Understanding ETL Nodes

Modified on Wed, 06 Sep 2023

8 minutes read

This document is a draft version and subject to further review and revision. Please refrain from distributing or relying on its contents as final.

Following are the ETL nodes available in the platform.

ETL Nodes
DescriptionImage
Remove Duplicates
This node removes duplicate rows or records from your data. It ensures that each row is unique based on specified criteria, such as specific columns.
Write File
This node allows you to write the processed data to a new file, typically in CSV format, for storage or further use.
Join
The Join node combines data from multiple sources or datasets based on specified keys or columns. It's useful for merging related data.
Select
With the Select node, you can choose specific columns or fields from your data while discarding others. It helps you focus on the data you need for analysis or reporting.
Filter
This node lets you filter data rows based on specific conditions or criteria. You retain only the rows that meet those conditions.
Flatten
When you have nested or hierarchical data structures, the Flatten node helps you simplify the structure by converting it into a flat table format for easier analysis.
Aggregate
The Aggregate node is used for summarizing data.
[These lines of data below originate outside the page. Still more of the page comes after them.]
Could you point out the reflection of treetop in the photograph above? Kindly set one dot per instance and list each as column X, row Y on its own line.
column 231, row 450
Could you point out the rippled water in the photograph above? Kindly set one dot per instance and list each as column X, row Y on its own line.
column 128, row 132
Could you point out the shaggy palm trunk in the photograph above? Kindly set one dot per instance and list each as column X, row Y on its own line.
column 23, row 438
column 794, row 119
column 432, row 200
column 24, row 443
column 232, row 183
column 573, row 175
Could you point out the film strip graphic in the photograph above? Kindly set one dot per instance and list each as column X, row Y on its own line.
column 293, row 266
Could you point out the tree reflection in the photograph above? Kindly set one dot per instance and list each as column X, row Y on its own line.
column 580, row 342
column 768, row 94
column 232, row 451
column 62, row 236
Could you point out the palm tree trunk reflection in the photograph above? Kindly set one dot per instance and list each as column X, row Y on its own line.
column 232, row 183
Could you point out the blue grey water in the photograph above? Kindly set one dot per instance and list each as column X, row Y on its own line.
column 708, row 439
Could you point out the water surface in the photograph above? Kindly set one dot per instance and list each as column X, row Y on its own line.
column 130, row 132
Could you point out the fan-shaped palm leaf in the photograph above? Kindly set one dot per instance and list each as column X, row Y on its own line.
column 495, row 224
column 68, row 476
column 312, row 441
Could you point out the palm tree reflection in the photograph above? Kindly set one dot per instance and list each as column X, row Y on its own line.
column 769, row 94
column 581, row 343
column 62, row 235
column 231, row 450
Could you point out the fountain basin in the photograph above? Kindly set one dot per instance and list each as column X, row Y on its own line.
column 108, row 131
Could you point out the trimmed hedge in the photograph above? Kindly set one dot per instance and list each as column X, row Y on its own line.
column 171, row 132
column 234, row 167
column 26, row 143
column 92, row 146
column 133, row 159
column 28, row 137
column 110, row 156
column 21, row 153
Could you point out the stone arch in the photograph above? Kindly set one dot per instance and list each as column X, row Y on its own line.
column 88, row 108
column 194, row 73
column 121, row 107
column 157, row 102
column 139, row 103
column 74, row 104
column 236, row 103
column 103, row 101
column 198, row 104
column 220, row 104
You can perform operations like sum, count, average, etc., on grouped data.
Find and Replace
This node enables you to search for specific values in your data and replace them with other values as needed. It's useful for data cleaning and standardization.
Sort
The Sort node arranges your data rows in a specified order, such as ascending or descending, based on one or more columns.
Union
The Union node combines multiple datasets into a single dataset, essentially stacking them on top of each other.